L03-L06: The Core Architecture

Attention: How words look at each other
Multi-Head Attention: Multiple perspectives simultaneously
Normalization & Residuals: Making deep networks trainable
Causal Masking: Preventing cheating during training

L07-L09: Building and Using the Model

Assembling the GPT: Stacking all components
Training: Teaching the model language through next-token prediction
Inference: Controlling creativity with temperature and sampling

L10: From Completion to Conversation

SFT: Teaching the model to follow instructions
RLHF: Aligning with human preferences and values
Chat Templates: Structuring conversations

You now have the complete blueprints to understand, build, and fine-tune transformer-based language models from scratch.

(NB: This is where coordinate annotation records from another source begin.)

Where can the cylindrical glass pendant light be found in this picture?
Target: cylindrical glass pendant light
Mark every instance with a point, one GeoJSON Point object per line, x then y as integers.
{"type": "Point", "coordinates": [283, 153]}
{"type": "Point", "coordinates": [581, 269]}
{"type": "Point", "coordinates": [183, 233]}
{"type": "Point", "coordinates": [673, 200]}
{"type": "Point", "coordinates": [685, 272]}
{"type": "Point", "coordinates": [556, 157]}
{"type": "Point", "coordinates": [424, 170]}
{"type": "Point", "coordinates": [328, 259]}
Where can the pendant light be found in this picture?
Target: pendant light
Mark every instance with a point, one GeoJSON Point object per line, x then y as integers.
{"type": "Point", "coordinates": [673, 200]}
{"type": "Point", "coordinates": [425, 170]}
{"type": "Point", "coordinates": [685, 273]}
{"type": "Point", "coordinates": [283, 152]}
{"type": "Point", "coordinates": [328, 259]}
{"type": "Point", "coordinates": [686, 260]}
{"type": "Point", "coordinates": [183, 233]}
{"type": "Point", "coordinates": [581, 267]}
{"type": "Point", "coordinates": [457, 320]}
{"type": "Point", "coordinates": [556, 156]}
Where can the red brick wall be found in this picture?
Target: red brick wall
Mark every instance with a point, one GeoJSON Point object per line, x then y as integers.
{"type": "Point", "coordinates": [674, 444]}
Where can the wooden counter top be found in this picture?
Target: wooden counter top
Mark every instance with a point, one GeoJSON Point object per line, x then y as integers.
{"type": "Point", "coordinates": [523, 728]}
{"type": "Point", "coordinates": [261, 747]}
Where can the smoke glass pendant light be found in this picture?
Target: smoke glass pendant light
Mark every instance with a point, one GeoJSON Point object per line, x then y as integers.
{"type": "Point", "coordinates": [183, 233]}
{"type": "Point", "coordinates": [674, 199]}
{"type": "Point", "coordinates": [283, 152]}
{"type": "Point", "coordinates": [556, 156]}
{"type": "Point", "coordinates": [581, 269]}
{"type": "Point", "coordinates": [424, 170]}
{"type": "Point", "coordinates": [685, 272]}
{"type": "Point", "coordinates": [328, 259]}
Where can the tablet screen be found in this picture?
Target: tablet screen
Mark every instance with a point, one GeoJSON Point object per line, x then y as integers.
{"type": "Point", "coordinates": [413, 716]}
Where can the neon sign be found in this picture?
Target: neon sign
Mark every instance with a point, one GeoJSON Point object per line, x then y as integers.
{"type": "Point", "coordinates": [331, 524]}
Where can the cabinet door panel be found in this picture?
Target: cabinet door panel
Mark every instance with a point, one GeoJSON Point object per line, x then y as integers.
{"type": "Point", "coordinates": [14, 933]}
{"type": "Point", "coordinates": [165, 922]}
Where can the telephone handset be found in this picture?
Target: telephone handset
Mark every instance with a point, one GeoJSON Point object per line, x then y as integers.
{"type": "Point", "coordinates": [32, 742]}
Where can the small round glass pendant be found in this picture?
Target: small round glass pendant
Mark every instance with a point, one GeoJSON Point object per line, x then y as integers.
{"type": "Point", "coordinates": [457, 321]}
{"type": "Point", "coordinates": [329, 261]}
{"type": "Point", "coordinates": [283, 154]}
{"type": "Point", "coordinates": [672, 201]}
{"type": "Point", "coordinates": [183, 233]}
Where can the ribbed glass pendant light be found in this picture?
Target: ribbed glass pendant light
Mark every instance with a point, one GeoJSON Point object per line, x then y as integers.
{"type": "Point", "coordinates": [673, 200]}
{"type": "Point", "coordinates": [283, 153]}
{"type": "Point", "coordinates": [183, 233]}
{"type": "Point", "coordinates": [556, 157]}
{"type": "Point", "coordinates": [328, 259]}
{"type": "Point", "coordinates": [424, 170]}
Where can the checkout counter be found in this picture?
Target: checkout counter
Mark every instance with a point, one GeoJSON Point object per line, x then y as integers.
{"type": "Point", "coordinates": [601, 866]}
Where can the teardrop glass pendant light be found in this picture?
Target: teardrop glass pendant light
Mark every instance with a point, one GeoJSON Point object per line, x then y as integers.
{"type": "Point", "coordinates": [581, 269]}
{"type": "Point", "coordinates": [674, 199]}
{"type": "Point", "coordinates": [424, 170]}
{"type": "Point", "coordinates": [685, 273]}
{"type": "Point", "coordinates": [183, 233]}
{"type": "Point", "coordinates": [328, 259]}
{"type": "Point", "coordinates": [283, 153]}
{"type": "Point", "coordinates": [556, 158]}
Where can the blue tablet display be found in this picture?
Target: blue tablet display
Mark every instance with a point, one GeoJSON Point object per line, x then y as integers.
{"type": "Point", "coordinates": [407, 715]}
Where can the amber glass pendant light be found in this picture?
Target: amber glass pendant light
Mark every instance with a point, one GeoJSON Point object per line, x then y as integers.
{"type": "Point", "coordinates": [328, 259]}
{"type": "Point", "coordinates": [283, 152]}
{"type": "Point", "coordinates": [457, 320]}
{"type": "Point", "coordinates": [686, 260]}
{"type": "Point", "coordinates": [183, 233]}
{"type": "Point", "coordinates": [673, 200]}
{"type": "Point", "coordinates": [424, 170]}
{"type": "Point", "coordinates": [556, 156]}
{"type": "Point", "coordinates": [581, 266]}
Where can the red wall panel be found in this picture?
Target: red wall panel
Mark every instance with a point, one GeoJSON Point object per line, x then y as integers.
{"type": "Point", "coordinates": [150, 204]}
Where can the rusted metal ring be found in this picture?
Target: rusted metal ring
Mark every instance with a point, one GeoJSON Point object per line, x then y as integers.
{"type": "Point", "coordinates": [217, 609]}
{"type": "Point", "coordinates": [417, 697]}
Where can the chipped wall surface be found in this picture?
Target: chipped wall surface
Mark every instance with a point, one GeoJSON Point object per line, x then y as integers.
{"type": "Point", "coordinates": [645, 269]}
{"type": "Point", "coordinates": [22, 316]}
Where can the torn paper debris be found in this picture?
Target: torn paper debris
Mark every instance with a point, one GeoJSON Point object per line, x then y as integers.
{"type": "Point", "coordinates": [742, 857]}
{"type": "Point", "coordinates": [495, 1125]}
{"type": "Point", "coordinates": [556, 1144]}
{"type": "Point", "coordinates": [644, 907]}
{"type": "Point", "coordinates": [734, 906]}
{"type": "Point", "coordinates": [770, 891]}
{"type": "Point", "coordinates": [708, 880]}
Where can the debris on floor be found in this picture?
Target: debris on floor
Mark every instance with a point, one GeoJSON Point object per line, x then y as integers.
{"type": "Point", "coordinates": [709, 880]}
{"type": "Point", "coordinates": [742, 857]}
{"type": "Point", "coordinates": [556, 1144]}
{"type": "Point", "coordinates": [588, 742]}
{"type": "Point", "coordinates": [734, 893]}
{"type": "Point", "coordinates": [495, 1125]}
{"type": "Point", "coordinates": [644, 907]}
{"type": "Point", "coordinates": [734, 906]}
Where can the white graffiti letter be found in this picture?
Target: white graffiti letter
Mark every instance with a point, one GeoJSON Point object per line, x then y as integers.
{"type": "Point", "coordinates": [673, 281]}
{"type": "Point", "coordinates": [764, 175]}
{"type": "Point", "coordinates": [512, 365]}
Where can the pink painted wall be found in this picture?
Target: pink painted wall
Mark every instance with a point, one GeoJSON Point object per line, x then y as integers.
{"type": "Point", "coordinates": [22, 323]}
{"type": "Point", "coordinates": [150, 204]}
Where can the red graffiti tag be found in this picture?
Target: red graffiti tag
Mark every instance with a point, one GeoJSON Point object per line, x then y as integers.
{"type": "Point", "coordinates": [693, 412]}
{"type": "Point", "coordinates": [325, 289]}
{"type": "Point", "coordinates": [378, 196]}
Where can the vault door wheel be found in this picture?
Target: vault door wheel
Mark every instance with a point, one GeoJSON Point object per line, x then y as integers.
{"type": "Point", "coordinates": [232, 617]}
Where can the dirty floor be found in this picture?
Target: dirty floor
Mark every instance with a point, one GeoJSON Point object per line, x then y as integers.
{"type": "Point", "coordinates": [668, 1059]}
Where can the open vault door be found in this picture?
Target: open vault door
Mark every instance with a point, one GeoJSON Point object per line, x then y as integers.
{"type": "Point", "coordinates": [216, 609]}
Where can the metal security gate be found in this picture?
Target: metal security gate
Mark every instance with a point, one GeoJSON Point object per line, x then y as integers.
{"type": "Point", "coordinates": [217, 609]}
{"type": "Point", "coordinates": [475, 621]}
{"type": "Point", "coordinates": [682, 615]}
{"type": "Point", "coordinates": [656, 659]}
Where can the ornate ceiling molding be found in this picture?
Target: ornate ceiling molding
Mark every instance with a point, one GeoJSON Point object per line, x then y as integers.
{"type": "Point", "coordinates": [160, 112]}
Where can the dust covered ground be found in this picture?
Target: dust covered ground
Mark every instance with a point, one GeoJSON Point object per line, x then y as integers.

What’s Next? - Expanding Your LLM Knowledge¶

You’ve built the foundation. Here are paths forward:

1. Practical Implementation Projects¶

Train on TinyShakespeare: Use the code from L07 to train a small GPT on Shakespeare’s works
Fine-tune for a specific task: Create a coding assistant, creative writer, or domain expert
Build a chatbot: Implement the chat templates from this lesson and deploy a simple assistant

2. Performance Optimization¶

Quantization: Reduce model size from FP32 to INT8 (4-8× smaller, faster)
KV Caching: Speed up inference by caching key-value pairs from previous tokens
Flash Attention: Use optimized attention implementations for 2-4× speedup
Mixed Precision Training: Train with FP16/BF16 to reduce memory and speed up training

3. Advanced Architecture Variants¶

Rotary Positional Embeddings (RoPE): Modern alternative to sinusoidal encoding (used in Llama)
Grouped Query Attention (GQA): Reduce KV cache memory (used in Llama 2)
Sparse Attention: Handle longer contexts efficiently
Mixture of Experts (MoE): Scale up model capacity without proportional compute cost

4. Deployment & Production¶

Model Serving: Deploy with FastAPI, TorchServe, or vLLM
Batch Processing: Optimize throughput with dynamic batching
Monitoring: Track latency, throughput, and quality metrics
Safety Layers: Add content filtering and abuse detection

5. Retrieval-Augmented Generation (RAG)¶

Vector Databases: Store and retrieve relevant documents
Hybrid Search: Combine semantic and keyword search
Citation & Grounding: Make models cite sources and reduce hallucinations

6. Research Frontiers¶

Constitutional AI: Safer alignment without human feedback
Chain-of-Thought: Teaching models to show their reasoning
Multi-modal Models: Extend to images, video, audio
Efficient Fine-tuning: LoRA, QLoRA, and parameter-efficient methods

Final Thoughts¶

The transformer architecture you’ve learned is one of the most important breakthroughs in modern AI. The same fundamental principles apply whether you’re building:

A chatbot with 7B parameters
A code completion engine
A translation system
Or GPT-4 with hundreds of billions of parameters

The difference is scale, compute, and data—but the architecture is the same.

Thank you for following this “From Scratch” series. You now understand the technology powering the AI revolution. Go build something amazing!